Stanley Kwan’s absorbing Full Moon in New York is built around the friendship between three young women living in the big city, linked by common Asian heritage (Taiwan, Hong Kong, mainland China) but otherwise very different in their life experiences and aspirations. Ms. Lee (Maggie Cheung) spends some of the time working in her family’s restaurant, supplemented with various other deals and trades, prompting several discussions about the perceived risk of opening a Chinese restaurant anywhere other than in Chinatown, and about appetite for risk in general. Ms. Wang (Sylvia Chang) tries to make it as an actress, which at that time typically necessitates having to specifically explain her suitability, as an Asian woman, for a particular role. Mrs. Poon (Yat-Gam Chu) comes to America to be married while barely able to speak English – her husband treats her well, but won’t yield to her deep desire to bring her mother over, either ignoring the request, or rationalizing it away as an example of old thinking. In other ways though, old practices and expectations still apply, for instance in the notion of parents finding a suitable marriage match for their children (even applying to Ms. Lee, whose romantic relationships are with other women); Kwan’s view of New York is very much that of an outsider, filming the city mainly either through high-rise windows or in disembodied panning shots, and finding it to be imperfectly integrated.  Some of the film’s most delightful passages simple observe the women as they hang out together, messing about in the restaurant kitchen or chatting about such mundane matters as shaving their legs; Kwan presents such moments both as an assertion of individual identity and as formative experience. Of course, the act of formation, the balancing of self-discovery and assimilation never reaches an end point, perhaps rendering the film’s unresolved ending inevitable; even so, it’s among the relatively few films that one might certainly wish to have gone on for longer.

Wednesday, February 1, 2023

Broadcast News (James L. Brooks, 1987)

 

The problem with James L. Brooks’ Broadcast News, viewed nowadays, isn’t so much that it seems dated (how could it not?) but rather that the way in which it’s dated isn’t particularly instructive regarding the movie’s own time, or our own, or the transition between the two. Take for example the big ethical reveal that drives the final stretch: the discovery that the empathetic tears of on-the-rise reporter Tom Grunick as he listens to an interviewee in one of the stories that made his name were filmed afterwards and edited into the flow. The revelation hardly lands now as intended (did it ever?), both because from what’s shown in the film, it’s not believable that a crew of experienced news people wouldn’t have tuned into it at the time, and more broadly because compared to the subsequent travails and degradations of politics and culture, it just doesn’t seem like an important enough violation to change the direction of things (one wonders more generally about the plausibility of a Washington bureau where there’s almost no talk about politics).

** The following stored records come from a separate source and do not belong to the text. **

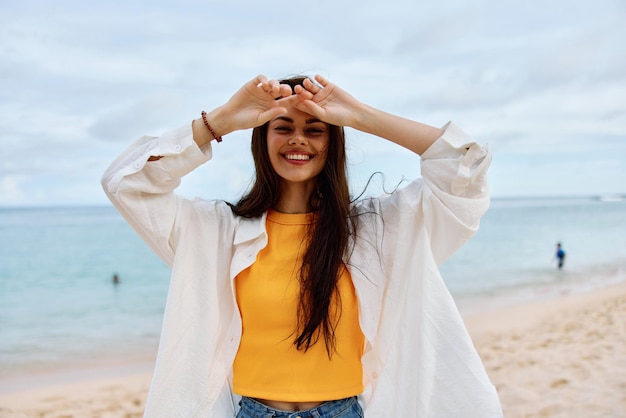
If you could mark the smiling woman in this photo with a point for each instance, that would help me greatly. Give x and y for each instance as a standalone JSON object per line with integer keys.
{"x": 297, "y": 298}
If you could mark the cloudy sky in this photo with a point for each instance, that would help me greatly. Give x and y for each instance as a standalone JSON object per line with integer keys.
{"x": 542, "y": 81}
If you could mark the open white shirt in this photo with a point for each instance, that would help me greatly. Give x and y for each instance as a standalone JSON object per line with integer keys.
{"x": 419, "y": 360}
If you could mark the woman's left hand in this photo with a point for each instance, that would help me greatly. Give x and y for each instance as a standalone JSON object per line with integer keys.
{"x": 327, "y": 102}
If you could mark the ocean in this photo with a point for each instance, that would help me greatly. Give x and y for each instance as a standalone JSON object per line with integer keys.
{"x": 59, "y": 306}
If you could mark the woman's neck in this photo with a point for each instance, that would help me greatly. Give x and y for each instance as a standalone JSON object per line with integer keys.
{"x": 294, "y": 198}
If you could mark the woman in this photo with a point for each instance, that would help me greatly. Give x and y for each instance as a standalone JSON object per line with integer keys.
{"x": 295, "y": 301}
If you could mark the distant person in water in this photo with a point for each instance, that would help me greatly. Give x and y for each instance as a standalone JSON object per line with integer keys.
{"x": 560, "y": 255}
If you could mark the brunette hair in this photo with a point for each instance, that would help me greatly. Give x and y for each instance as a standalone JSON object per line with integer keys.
{"x": 327, "y": 239}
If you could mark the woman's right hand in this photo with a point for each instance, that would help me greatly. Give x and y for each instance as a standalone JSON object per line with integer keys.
{"x": 252, "y": 105}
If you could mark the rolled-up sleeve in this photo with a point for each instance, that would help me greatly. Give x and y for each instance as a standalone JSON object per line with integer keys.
{"x": 456, "y": 192}
{"x": 143, "y": 190}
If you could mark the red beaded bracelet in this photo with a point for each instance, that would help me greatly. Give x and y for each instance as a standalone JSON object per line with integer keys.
{"x": 206, "y": 123}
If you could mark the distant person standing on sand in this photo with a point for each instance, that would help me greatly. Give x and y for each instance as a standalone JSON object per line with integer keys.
{"x": 560, "y": 255}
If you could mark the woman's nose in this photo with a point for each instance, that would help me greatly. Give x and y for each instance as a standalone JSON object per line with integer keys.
{"x": 298, "y": 139}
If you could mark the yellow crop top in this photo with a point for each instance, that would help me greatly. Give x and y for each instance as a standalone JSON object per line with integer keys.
{"x": 268, "y": 365}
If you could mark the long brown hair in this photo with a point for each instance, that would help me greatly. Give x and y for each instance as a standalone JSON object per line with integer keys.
{"x": 327, "y": 238}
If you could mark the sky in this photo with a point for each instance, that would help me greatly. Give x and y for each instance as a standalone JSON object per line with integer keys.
{"x": 542, "y": 82}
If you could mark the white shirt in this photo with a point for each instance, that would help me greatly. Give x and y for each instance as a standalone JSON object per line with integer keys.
{"x": 419, "y": 360}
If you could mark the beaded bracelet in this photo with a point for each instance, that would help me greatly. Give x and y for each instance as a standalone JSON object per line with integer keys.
{"x": 206, "y": 123}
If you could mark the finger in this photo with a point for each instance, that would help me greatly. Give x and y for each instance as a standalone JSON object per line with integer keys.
{"x": 323, "y": 82}
{"x": 310, "y": 107}
{"x": 259, "y": 80}
{"x": 303, "y": 93}
{"x": 311, "y": 86}
{"x": 271, "y": 114}
{"x": 285, "y": 90}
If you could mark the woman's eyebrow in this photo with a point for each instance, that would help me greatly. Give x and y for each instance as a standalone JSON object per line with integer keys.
{"x": 284, "y": 118}
{"x": 289, "y": 120}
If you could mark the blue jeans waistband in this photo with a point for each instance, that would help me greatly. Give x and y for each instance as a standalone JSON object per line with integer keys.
{"x": 342, "y": 408}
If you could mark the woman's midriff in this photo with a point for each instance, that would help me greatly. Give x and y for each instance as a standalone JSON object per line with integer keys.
{"x": 289, "y": 406}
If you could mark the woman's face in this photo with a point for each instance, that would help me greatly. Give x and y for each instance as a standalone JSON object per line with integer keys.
{"x": 297, "y": 144}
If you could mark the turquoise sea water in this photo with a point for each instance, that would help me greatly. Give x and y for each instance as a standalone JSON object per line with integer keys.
{"x": 59, "y": 305}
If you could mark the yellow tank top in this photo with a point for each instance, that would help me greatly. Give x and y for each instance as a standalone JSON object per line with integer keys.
{"x": 268, "y": 365}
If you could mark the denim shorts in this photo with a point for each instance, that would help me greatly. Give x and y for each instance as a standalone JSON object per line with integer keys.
{"x": 343, "y": 408}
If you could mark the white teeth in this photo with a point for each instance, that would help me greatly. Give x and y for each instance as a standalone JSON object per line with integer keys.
{"x": 300, "y": 157}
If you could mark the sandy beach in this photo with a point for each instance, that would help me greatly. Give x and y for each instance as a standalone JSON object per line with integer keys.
{"x": 559, "y": 357}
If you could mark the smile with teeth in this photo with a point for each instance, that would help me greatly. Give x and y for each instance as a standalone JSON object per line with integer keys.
{"x": 298, "y": 157}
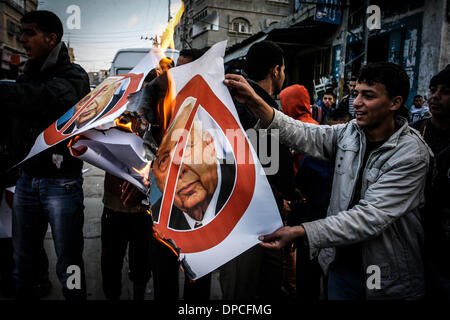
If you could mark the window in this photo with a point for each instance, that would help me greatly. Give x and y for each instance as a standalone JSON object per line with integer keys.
{"x": 240, "y": 25}
{"x": 11, "y": 28}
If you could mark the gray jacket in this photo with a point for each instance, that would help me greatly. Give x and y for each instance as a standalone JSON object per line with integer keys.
{"x": 386, "y": 220}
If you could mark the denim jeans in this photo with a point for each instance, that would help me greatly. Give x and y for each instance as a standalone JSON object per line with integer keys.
{"x": 37, "y": 202}
{"x": 344, "y": 284}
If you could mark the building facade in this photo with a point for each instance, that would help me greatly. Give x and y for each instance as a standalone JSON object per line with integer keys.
{"x": 206, "y": 22}
{"x": 414, "y": 34}
{"x": 11, "y": 51}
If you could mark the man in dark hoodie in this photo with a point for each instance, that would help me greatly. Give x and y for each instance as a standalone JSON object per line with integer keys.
{"x": 436, "y": 132}
{"x": 49, "y": 189}
{"x": 257, "y": 273}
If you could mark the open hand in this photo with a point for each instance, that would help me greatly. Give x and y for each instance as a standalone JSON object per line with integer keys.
{"x": 281, "y": 237}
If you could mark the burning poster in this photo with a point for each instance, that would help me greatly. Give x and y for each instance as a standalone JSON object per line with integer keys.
{"x": 101, "y": 109}
{"x": 215, "y": 200}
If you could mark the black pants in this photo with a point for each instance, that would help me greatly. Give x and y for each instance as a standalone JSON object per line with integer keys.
{"x": 6, "y": 266}
{"x": 120, "y": 229}
{"x": 308, "y": 275}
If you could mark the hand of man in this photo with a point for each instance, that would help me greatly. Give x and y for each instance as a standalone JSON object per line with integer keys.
{"x": 281, "y": 237}
{"x": 241, "y": 90}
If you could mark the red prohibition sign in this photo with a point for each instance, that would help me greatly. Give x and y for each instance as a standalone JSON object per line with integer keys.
{"x": 210, "y": 235}
{"x": 52, "y": 135}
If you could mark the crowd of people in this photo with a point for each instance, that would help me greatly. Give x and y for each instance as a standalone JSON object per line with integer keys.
{"x": 362, "y": 186}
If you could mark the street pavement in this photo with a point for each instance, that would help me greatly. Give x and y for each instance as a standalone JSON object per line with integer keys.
{"x": 93, "y": 193}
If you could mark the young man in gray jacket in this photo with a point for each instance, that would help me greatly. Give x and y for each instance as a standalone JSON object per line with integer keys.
{"x": 372, "y": 239}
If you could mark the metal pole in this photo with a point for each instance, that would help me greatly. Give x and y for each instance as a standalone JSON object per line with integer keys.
{"x": 344, "y": 49}
{"x": 366, "y": 34}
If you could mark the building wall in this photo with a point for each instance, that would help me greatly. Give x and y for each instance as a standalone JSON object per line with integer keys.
{"x": 258, "y": 13}
{"x": 9, "y": 12}
{"x": 435, "y": 48}
{"x": 11, "y": 51}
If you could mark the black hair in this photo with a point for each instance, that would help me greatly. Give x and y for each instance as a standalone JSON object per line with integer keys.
{"x": 392, "y": 76}
{"x": 192, "y": 54}
{"x": 46, "y": 21}
{"x": 331, "y": 93}
{"x": 262, "y": 57}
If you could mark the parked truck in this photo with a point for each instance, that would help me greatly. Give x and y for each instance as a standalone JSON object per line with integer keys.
{"x": 126, "y": 59}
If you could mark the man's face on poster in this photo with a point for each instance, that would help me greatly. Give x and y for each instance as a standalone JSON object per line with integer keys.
{"x": 95, "y": 106}
{"x": 197, "y": 177}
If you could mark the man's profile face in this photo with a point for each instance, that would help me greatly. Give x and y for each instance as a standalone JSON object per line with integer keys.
{"x": 439, "y": 100}
{"x": 183, "y": 60}
{"x": 328, "y": 100}
{"x": 197, "y": 177}
{"x": 372, "y": 105}
{"x": 418, "y": 102}
{"x": 279, "y": 80}
{"x": 36, "y": 43}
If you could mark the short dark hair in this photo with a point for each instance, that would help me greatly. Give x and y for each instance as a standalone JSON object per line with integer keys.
{"x": 261, "y": 57}
{"x": 331, "y": 93}
{"x": 392, "y": 76}
{"x": 192, "y": 54}
{"x": 46, "y": 21}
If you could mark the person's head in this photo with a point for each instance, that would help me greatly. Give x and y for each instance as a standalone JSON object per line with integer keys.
{"x": 189, "y": 55}
{"x": 439, "y": 98}
{"x": 418, "y": 101}
{"x": 197, "y": 178}
{"x": 329, "y": 99}
{"x": 383, "y": 89}
{"x": 295, "y": 102}
{"x": 41, "y": 31}
{"x": 352, "y": 86}
{"x": 95, "y": 106}
{"x": 337, "y": 116}
{"x": 265, "y": 61}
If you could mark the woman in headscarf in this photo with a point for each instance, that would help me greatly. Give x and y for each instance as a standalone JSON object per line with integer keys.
{"x": 295, "y": 103}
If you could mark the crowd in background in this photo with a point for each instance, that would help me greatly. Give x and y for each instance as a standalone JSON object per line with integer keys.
{"x": 362, "y": 181}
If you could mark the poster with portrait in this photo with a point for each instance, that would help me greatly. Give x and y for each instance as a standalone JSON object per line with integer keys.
{"x": 99, "y": 108}
{"x": 215, "y": 200}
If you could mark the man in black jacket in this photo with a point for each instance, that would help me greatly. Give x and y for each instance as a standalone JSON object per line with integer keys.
{"x": 257, "y": 273}
{"x": 49, "y": 189}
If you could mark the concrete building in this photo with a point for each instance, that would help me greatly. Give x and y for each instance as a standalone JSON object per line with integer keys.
{"x": 414, "y": 34}
{"x": 11, "y": 51}
{"x": 206, "y": 22}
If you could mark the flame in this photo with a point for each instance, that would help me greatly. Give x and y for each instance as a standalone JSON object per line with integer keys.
{"x": 167, "y": 37}
{"x": 164, "y": 110}
{"x": 145, "y": 173}
{"x": 73, "y": 140}
{"x": 127, "y": 126}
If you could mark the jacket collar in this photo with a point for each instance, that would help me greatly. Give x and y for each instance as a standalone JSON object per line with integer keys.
{"x": 402, "y": 125}
{"x": 59, "y": 52}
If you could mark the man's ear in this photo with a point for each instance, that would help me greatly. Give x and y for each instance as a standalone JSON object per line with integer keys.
{"x": 52, "y": 39}
{"x": 397, "y": 102}
{"x": 274, "y": 71}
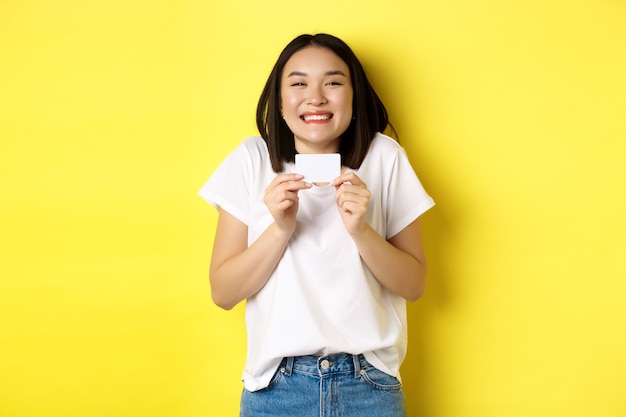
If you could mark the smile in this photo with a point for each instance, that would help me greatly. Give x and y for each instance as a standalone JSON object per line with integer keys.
{"x": 316, "y": 117}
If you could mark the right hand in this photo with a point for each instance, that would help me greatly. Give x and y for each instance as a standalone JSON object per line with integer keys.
{"x": 281, "y": 198}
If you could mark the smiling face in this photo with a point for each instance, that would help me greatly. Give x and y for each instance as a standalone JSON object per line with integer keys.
{"x": 316, "y": 99}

Still, William Hurt was arguably never better than in his perfect calibration of Grunick, possessed of almost supernatural on-screen ease, exactly smart enough to know his considerable limitations; Albert Brooks’ Aaron Altman, in contrast, ideally conveys someone possibly too smart for his own good, held back both personally and professionally by a missing X-factor. Holly Hunter’s Jane, the best-rounded professional of the three, is an object of admiration and desire for both, a device undermined by the film’s emotional shallowness and sexual timidity. Brooks allows rather too much padding, as in some pointless opening vignettes of the three leads as children, and the film doesn’t have much of what you might call cinematic writing, but of course it’s an amiably professional job, in much the way that network prime time once connoted.